As the word-based component of language became more complex and more expressive, it would have reached a point where some things could be said using only the words, and there would be no reason to include music, because what was being said did not have any emotional component.

So sometimes language would be a mixture of music and words, where the right kind of emotions were involved, and other times the language would be words only, because the content was not emotional at all.

Some situations might arise where there was a discussion on some topic, and some of the discussion was music and words, and some of the discussion was words only.

The problem might then arise that the emotional combination of words and music would always win the argument, even though the non-emotional arguments expressed using only words were actually more persuasive, if the emotional element was left out of the discussion.

So it might happen that some of our ancestors at the time evolved a tendency to downgrade their reponse to musical content, to give the words-only content a fairer hearing.

And it might have happened that this downgrading was achieved by hypotheticalising the content of any musical speech (as opposed to, for instance, ignoring such content altogether).

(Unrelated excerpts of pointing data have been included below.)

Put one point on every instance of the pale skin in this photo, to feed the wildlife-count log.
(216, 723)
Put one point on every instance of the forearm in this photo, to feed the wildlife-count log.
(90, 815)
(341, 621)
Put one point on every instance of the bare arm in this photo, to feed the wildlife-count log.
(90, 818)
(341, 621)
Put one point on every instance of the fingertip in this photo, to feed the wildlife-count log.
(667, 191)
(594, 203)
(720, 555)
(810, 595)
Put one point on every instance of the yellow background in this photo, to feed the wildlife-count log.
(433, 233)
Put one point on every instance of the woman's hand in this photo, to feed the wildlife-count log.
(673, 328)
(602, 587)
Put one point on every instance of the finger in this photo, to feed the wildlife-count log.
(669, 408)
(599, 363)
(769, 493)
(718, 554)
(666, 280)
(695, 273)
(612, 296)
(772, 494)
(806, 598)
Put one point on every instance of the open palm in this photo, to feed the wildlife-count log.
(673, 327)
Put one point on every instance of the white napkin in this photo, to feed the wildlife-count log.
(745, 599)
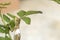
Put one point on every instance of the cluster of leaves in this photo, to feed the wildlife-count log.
(6, 28)
(58, 1)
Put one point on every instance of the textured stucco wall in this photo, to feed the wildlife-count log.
(44, 26)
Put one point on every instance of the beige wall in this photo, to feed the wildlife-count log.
(43, 26)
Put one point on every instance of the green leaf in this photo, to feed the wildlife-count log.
(58, 1)
(6, 18)
(12, 16)
(32, 12)
(7, 29)
(21, 13)
(2, 38)
(27, 20)
(7, 38)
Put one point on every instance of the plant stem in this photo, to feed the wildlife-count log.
(2, 16)
(17, 22)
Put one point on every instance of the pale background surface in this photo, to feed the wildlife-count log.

As a consequence of this hypotheticalisation, music could still be used to make statements about what emotions one would feel if certain things were hypothetically true.

But, if you wanted to make a claim that something was actually true, and your listeners were hypotheticalising all musical content, then you had no choice but to make your claims using words only, and not including any music, if you wanted to be taken seriously by those listeners.

Song Lyrics

In the modern world, we tend to think of music as being one thing, and word-based language as being another thing, and songs are something you get when you put the two of them together.

But according to the hypothesis I am presenting here, words were not just "put together" with the words. Rather, what actually happened was:

Music was a thing in itself, a form of language.
Words developed as a thing, inside the music.
At some later time, the music was removed and "un-language-ified", leaving only the words.

To put it another way, it wasn't:

Words + Music = Songs with lyrics

Instead it was:

Music => Songs with lyrics => Words without music

This has implications for anyone trying to write song lyrics.

Because when you write song lyrics, you are not just writing words understood by modern humans and then adding those words to music as appreciated by modern humans.

Actually you are writing a combination of music and words, as understood by an audience of human ancestors that lived hundreds of thousands of years ago.